Priorité est ainsi donnée à la modernisation du SI et à la création de nouveaux services, notamment de sourcing, pour rester compétitif sur le marché de l’intérim. Comment y parvenir en dépit d’un ERP ancien, mais qui présente l’avantage « de coller aux processus métiers » et aux spécificités de Supplay ?

« Il était très complexe de migrer sur un ERP du marché », constate André Wei. Par ailleurs, un tel projet de migration aurait retardé les projets de transformation de plusieurs années. La DSI a donc fait le choix de conserver certains composants de son legacy et d’y ajouter une couche logicielle.

Microservices, API et virtualisation des données

Le résultat est une architecture à base de microservices et de virtualisation des données avec la technologie de Denodo. « Nous avons développé des API dont la fonction est d’appeler un champ fonctionnel en entier […] L’API appelle l’information qui correspond à une vue des données contenues dans la base de données sous-jacente. »

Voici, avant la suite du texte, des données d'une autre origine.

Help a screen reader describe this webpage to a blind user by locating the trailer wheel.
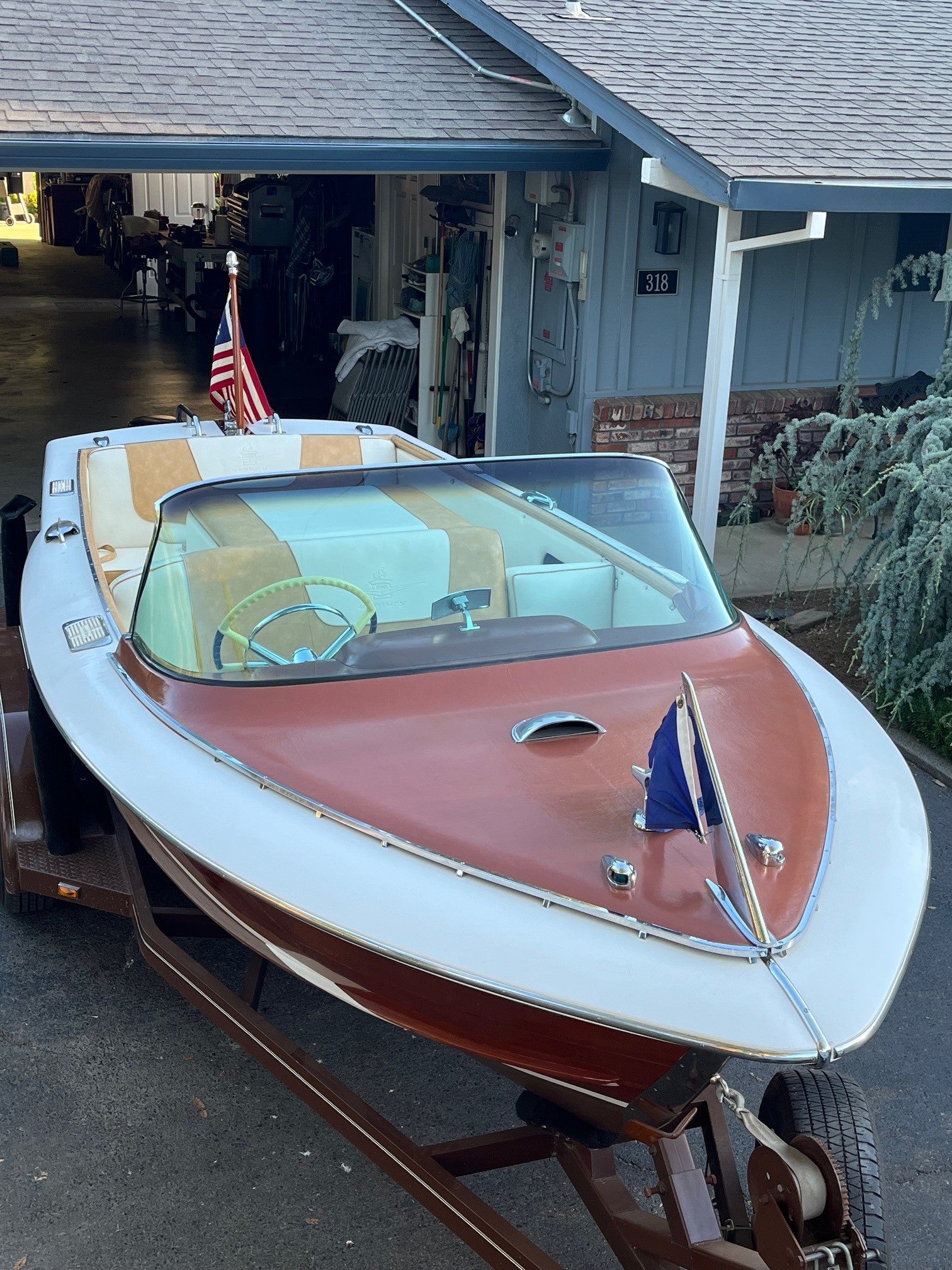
[761,1068,890,1266]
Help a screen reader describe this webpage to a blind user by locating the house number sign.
[635,269,678,296]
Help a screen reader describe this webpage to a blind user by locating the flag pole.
[225,251,245,433]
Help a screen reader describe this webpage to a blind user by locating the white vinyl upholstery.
[505,561,615,630]
[241,485,425,541]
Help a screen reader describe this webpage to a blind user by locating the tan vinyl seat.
[84,433,428,624]
[132,527,509,673]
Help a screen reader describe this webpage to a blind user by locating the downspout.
[394,0,569,98]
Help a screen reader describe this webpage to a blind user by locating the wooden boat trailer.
[0,624,866,1270]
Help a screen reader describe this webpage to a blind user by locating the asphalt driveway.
[0,777,952,1270]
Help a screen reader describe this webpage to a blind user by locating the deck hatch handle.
[513,710,604,745]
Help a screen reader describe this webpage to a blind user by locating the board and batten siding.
[585,136,944,399]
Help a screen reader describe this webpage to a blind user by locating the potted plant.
[756,419,820,534]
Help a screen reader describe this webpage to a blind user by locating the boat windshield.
[132,455,736,684]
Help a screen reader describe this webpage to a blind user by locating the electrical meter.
[548,221,585,282]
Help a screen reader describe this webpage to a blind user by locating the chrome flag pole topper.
[208,251,270,435]
[225,251,245,432]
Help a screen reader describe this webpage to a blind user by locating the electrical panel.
[526,171,558,207]
[532,353,552,392]
[532,232,552,260]
[548,221,585,282]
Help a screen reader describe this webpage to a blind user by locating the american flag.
[208,304,274,423]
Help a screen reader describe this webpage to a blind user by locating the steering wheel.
[212,576,377,670]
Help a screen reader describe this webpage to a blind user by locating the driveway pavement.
[0,777,952,1270]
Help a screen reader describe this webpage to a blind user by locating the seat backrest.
[505,561,615,630]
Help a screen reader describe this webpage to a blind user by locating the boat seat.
[85,433,424,629]
[505,560,615,630]
[132,527,509,673]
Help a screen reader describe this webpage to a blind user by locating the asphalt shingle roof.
[0,0,594,145]
[448,0,952,179]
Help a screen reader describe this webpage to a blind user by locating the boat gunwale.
[109,627,836,961]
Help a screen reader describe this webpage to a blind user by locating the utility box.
[526,171,558,207]
[532,353,552,392]
[548,221,585,282]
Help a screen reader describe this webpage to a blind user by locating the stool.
[120,216,164,326]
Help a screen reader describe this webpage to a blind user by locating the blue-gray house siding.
[497,135,946,452]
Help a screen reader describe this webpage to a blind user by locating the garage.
[0,0,608,520]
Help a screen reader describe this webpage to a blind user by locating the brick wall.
[591,389,837,505]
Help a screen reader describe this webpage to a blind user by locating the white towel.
[334,318,420,382]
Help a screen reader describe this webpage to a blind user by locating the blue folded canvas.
[645,701,722,833]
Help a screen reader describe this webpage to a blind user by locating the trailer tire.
[761,1068,890,1267]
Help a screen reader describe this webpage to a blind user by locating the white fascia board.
[641,155,723,207]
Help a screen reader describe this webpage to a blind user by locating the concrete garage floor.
[0,777,952,1270]
[0,243,211,515]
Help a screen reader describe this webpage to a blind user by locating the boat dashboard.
[84,447,736,684]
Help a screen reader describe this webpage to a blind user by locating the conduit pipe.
[526,200,579,405]
[394,0,569,98]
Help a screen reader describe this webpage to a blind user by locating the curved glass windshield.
[132,455,735,684]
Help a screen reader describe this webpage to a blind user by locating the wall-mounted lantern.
[654,202,687,255]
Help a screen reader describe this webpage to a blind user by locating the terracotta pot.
[773,483,810,535]
[773,481,797,525]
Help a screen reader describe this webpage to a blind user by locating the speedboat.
[11,419,929,1134]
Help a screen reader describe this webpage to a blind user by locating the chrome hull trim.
[109,653,790,960]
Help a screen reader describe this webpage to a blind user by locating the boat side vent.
[513,710,604,745]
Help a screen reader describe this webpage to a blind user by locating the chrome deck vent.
[513,710,604,745]
[43,520,79,544]
[745,833,786,869]
[62,615,111,653]
[602,856,637,890]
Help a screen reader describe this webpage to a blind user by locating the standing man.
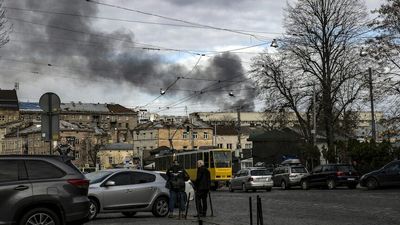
[166,160,189,218]
[194,160,211,216]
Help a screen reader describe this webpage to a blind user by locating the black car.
[360,160,400,190]
[0,155,89,225]
[300,164,359,190]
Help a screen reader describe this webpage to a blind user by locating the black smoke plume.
[3,0,256,111]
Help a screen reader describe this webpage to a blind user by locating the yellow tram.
[155,149,232,189]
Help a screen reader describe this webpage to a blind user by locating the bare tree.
[256,0,367,161]
[0,0,11,48]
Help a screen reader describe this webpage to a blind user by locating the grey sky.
[0,0,383,114]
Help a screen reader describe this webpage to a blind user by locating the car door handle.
[14,185,29,191]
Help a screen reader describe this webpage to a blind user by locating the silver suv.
[0,155,89,225]
[86,169,169,219]
[272,164,309,189]
[229,167,273,192]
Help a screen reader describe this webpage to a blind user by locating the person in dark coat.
[194,160,211,216]
[166,160,189,218]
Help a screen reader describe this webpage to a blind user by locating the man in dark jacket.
[166,160,189,218]
[194,160,211,216]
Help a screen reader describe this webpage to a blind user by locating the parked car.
[86,169,169,220]
[157,171,194,201]
[229,167,273,192]
[0,155,89,225]
[300,164,359,190]
[360,160,400,190]
[272,163,309,189]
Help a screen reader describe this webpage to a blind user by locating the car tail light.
[336,171,345,177]
[67,179,89,189]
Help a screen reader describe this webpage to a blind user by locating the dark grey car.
[0,156,89,225]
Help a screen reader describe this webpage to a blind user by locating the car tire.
[281,180,288,190]
[122,212,137,218]
[326,179,336,190]
[88,198,99,220]
[19,208,61,225]
[347,184,357,189]
[242,183,248,192]
[366,177,379,190]
[152,197,169,217]
[300,180,310,190]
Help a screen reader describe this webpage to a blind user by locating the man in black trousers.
[194,160,211,217]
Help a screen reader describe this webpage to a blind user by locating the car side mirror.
[105,180,115,187]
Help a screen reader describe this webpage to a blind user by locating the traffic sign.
[39,92,61,113]
[41,114,60,141]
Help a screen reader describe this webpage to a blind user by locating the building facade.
[133,121,213,158]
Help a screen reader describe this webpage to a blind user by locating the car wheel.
[300,180,310,190]
[122,212,136,218]
[326,179,336,190]
[152,197,168,217]
[19,208,61,225]
[89,198,99,220]
[347,184,357,189]
[367,177,379,190]
[242,183,248,192]
[281,180,287,190]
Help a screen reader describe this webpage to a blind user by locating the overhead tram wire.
[7,17,203,55]
[3,6,283,35]
[86,0,266,40]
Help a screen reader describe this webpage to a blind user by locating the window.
[132,172,156,184]
[25,160,65,180]
[0,160,18,182]
[109,173,131,186]
[313,166,322,173]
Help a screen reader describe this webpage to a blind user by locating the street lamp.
[360,48,376,140]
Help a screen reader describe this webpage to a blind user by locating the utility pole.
[237,106,242,157]
[368,67,376,141]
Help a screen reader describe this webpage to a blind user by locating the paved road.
[89,188,400,225]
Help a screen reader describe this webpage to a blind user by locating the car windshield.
[291,166,307,173]
[85,171,112,184]
[337,165,356,172]
[250,170,272,176]
[214,152,231,168]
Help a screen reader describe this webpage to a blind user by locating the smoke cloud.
[7,0,256,111]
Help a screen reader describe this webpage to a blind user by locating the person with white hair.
[194,160,211,217]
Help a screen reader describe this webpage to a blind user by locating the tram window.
[210,152,214,168]
[185,154,190,169]
[204,152,210,168]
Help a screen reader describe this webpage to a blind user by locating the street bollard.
[249,197,253,225]
[208,192,214,217]
[185,193,190,220]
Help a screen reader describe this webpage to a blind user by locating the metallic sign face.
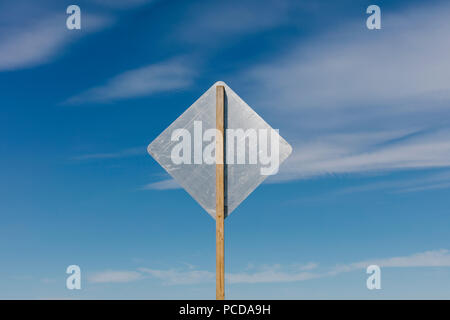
[148,82,292,218]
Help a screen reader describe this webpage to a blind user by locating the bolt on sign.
[147,81,292,299]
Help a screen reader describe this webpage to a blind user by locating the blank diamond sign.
[148,81,292,299]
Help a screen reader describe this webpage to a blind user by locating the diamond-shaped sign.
[147,81,292,218]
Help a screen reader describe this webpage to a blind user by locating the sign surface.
[147,81,292,218]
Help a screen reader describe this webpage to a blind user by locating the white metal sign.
[148,81,292,218]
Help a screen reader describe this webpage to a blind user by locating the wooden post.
[216,86,225,300]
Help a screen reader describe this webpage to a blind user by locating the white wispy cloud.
[338,171,450,194]
[72,147,147,161]
[0,2,112,71]
[88,271,142,283]
[66,58,195,104]
[90,249,450,285]
[139,268,216,285]
[242,3,450,182]
[176,0,293,46]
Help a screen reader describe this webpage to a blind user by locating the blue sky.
[0,0,450,299]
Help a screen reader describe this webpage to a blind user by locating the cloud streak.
[242,4,450,182]
[72,147,146,161]
[90,249,450,285]
[66,58,194,104]
[88,271,142,283]
[0,4,112,72]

« Nous avons développé des API dont la fonction est d’appeler un champ fonctionnel en entier […]. L’API appelle l’information qui correspond à une vue des données contenues dans la base de données sous-jacente. »
André WeiDSI, Supplay

Toutes les applications développées par Supplay, comme celles sur mobile, reposent ainsi sur des API. Outre une base pour des besoins de cache notamment, les applications accèdent donc aux données des bases du siège et des agences.

« Nous avons continué à écrire dans les bases de données de notre ERP, notre colonne vertébrale métiers, et nous exploitons uniquement ces sources », sans réplication au niveau des différentes applications.

Voilà pour la version courte. Le DSI ajoute cependant que ce chantier d’intégration de données s’est avéré « complexe à mener ». Trois mois ont été nécessaires pour former les équipes, déployer la solution de virtualisation et installer le socle technique pour développer les applications.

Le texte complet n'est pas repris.